A DP gear has a circular pitch (distance between teeth along the PD) of π/DP = π / 20 = .1571". A complete revolution of the 20-tooth gear should produce a theoretical movement of 20 * .1571" = 3.1416 = π (no surprise that we got back to π when you consider the formula for CP and the fact the the DP and the number of teeth are the same). Keep in mind that this theoretical value depends on both the gear and the rack being EXACTLY the right size.
Meanwhile, 1 complete revolution of the stepper motor will only give 15/54 of a revolution of the gear, based on the chain reduction, so 1 revolution of the stepper motor = 15/54 * π = .8723" of movement. IF the stepper driver is single-stepping, it takes 200 steps to do a complete revolution of the stepper motor, so each step of the motor will produce a movement of .8723/200 = .0044". Multiplied by 1832.811, this gives a movement of 7.9971" - about 8 times too much.

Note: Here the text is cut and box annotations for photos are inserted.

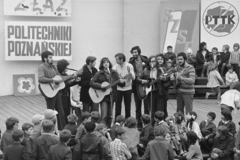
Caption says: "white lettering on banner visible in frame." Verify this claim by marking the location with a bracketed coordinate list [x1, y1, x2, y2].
[5, 22, 72, 60]
[4, 0, 71, 17]
[201, 0, 240, 50]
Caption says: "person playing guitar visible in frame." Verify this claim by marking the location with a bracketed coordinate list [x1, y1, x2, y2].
[143, 56, 169, 124]
[38, 51, 77, 130]
[90, 57, 124, 128]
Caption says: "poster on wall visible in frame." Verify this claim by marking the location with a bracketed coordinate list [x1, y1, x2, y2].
[160, 0, 200, 54]
[13, 74, 36, 96]
[201, 0, 240, 51]
[4, 0, 72, 17]
[5, 21, 72, 61]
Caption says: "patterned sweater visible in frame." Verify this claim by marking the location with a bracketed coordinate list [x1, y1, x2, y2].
[177, 62, 196, 94]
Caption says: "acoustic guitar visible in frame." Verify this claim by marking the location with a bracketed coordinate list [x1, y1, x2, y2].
[88, 73, 132, 103]
[136, 68, 175, 99]
[39, 75, 65, 98]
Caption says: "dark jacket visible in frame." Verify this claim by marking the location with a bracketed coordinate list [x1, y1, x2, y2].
[3, 142, 30, 160]
[143, 137, 174, 160]
[143, 67, 171, 96]
[140, 123, 155, 147]
[79, 65, 97, 102]
[33, 133, 58, 160]
[48, 142, 72, 160]
[90, 70, 121, 102]
[129, 55, 148, 93]
[110, 124, 121, 141]
[0, 130, 13, 153]
[196, 50, 210, 69]
[221, 52, 231, 64]
[218, 121, 237, 136]
[208, 53, 221, 62]
[81, 133, 103, 160]
[213, 135, 234, 160]
[199, 121, 217, 138]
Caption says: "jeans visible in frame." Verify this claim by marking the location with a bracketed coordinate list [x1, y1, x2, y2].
[134, 93, 149, 128]
[100, 101, 112, 128]
[115, 90, 132, 119]
[45, 93, 66, 130]
[177, 93, 193, 114]
[82, 102, 99, 113]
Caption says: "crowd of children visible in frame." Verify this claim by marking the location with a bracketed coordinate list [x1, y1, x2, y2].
[0, 106, 240, 160]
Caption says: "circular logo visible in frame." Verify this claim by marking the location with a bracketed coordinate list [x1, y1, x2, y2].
[202, 1, 239, 37]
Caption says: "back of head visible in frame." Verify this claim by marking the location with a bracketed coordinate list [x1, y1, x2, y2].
[116, 115, 125, 124]
[86, 56, 97, 65]
[130, 46, 141, 55]
[42, 119, 54, 133]
[125, 117, 137, 128]
[142, 114, 151, 124]
[81, 111, 91, 121]
[5, 117, 19, 130]
[186, 131, 198, 145]
[91, 111, 101, 123]
[154, 111, 164, 121]
[154, 125, 169, 136]
[177, 52, 187, 60]
[22, 123, 33, 131]
[85, 121, 96, 133]
[60, 129, 72, 143]
[12, 129, 23, 141]
[41, 51, 53, 62]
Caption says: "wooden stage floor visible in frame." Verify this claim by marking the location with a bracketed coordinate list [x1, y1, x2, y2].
[0, 95, 240, 132]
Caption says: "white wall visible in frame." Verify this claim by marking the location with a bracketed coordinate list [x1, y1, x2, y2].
[0, 0, 123, 96]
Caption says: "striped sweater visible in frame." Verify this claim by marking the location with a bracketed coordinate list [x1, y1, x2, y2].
[229, 50, 240, 64]
[177, 62, 196, 94]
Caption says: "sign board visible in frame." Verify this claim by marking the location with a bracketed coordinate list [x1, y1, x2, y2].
[201, 0, 240, 51]
[4, 0, 72, 17]
[5, 21, 72, 61]
[160, 0, 200, 54]
[13, 74, 36, 96]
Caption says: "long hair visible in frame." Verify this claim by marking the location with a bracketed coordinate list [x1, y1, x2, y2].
[147, 56, 158, 70]
[187, 111, 197, 130]
[57, 59, 69, 74]
[156, 53, 166, 67]
[99, 57, 112, 70]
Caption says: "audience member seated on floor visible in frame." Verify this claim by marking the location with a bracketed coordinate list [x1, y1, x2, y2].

BUT that number gives a clue to a crucial missing bit of information: almost certainly the stepper driver is NOT set to single-stepping, but to micro-stepping; in this case, it would appear it is using a micro-stepping factor of 8 (each of the 200 steps is divided into 8 micro-steps). Thus, instead of 200 steps per revolution, it takes 1600 micro-steps for one revolution of the stepper motor shaft. (The computer or microcontroller won't know the difference between a micro-step and a step; it just sends out a pulse - so it takes 1600 pulses to achieve a full revolution.) Redoing the math, 1 micro-step (= 1 pulse) provides ( π * 15 / 54) / 1600 = .0005454" of movement. Multiply that times 1832.811, and voila! you get .9996" of movement - very, very close to 1"; almost certainly within the range of rounding errors and/or the difference between theory and actuality.
Of course, the number 1832.811 should have been calculated the other way around. You want to achieve 1" of movement, and you know that each pulse to the 1/8 micro-stepping motor produces a theoretical movement of (π * 15 / 54)/1600", so to determine the calibration, divide 1 in. by ( ( π * 15 / 54 ) / 1600 ) in./pulse and you get 1833.465 pulses per inch. Oops -- just a bit different from the factor they provided.
Again, though, theory and actuality are not quite the same. Presumably they started with 1833.465 and tested the results just the way DMF described. Then they computed the error and made the appropriate adjustment. So let's say they commanded 4" of movement, and came up instead with 4.0014" of actual movement. The calibration is off by 4 / 4.0014, so multiply that times the calibration factor: 1833.465 * ( 4 / 4.0014 ) = 1832.811. Voila!